Each kid always seems a little socially awkward up there as well. No matter how hot and bothered I might have gotten over some Sir Gawain and the Green Knight action, I can happily report that neither I, nor any other English major, has passed out from the moment like this kid.



Look at this kid go down! Joe Frazier hit the mat with more grace after Muhammad Ali cocked him. Down goes Fraz--AH! Down goes Fraz--AH!! And no fellow spelling bee friend even moves from their seat to help him. Those kids are cutthroat. They'd cut you in a dark alley for your lunch money with that kind of mindset. (I'll give the kid credit. He spells the word after getting back up. Apparently his fall jarred the letters loose in his head.)

I'm also happy to report that if any English major started sucking wind like this kid, one of our fellow chums would have come over and lend a hand after we took a dive.

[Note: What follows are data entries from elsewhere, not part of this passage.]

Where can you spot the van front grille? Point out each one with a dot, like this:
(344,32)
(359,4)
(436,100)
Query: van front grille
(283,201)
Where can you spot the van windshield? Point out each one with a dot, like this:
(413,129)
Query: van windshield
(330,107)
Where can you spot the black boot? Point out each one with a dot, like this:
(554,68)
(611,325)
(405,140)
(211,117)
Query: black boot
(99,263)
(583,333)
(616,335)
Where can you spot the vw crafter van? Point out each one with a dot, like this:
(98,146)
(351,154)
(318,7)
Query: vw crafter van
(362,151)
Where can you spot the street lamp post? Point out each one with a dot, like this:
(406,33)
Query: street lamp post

2.) Mustache: noun: The hair growing on the human upper lip, especially when cultivated and groomed.

Another great mystery with the spelling bee is the sheer number of 12 and 13 year old boys sporting mustaches. I wasn't sporting that much facial hair at 21. Yet these kids look like they're just a few years away from doing a Just For Men commercial. I couldn't have even tried to grow a mustache at 13. The sparse hairs on my face that remotely qualified as peach fuzz needed seven coats of shoe polish to thicken and darken them to make out a shadow of facial hair.

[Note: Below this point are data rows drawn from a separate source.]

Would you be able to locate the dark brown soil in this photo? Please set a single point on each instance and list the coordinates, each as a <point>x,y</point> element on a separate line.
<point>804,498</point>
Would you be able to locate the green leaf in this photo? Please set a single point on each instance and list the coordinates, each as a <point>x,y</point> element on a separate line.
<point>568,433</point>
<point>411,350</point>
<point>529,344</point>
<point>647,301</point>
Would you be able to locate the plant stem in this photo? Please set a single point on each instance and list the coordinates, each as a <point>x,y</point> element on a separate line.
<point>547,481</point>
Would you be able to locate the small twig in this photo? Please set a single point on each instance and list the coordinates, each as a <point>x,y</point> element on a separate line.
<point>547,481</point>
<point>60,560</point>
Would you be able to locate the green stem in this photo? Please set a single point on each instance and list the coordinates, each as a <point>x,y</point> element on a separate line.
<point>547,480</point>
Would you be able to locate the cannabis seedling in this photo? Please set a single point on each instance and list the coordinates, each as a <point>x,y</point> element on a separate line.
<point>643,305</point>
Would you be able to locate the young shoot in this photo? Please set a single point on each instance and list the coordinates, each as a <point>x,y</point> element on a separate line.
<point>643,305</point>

I'm not suggesting there should be drug-testing in the spelling bee. I'm just saying some of them are juicing, and I don't mean a V-8. 'Roids, my friends. I'm saying the kids are on mental 'roids.

3.) Militant: adj.: Very active or aggressive in support of a cause.

These spelling geniuses also have another thing going for them that many English majors do not: militant families. English majors by and large come from much more independent minded families. We're the hippies of education. We revel in the free love of books and writing. The libraries are our communes. College is our Woodstock. Whether or not we choose to dabble in tie-dyed shirts is another matter, but we English majors rarely frown on it.

But these spelling bee kids come from the Fascism school of thought. Forget Mussolini making the trains run on time, these families demand perfect memorization of giant 10,000 page dictionaries. Your friends want to play with you? Stop your foolishness! These families demand the child memorize the binary etymological route of words in the cold encasement of the family office, far from sunlight or human interaction.

The only emotion many of these kids come across is when they see the word "love" in the dictionary. And even then it's a foreign premise to them.

4.) Defeated: noun: A bringing to naught, frustration.

The moment of truth for 99% of the contestants is when they finally spell a word wrong. It's a quick walk backstage to their parents, who are not waiting with open arms half the time. You usually only see this kind of cold rejection by family on an episode of Montel Williams.

Here, again, is where English majors differ. If you write a crappy essay or story or poem (or blog post!) as an English major, someone will tell you they like it and love you. There's always someone--anyone--to tell you you're special. English majors only learn this type of defeat and rejection when publishers and editors rip your latest manuscript apart. But until then? You're always loved.

And it's not just a word you see in a dictionary.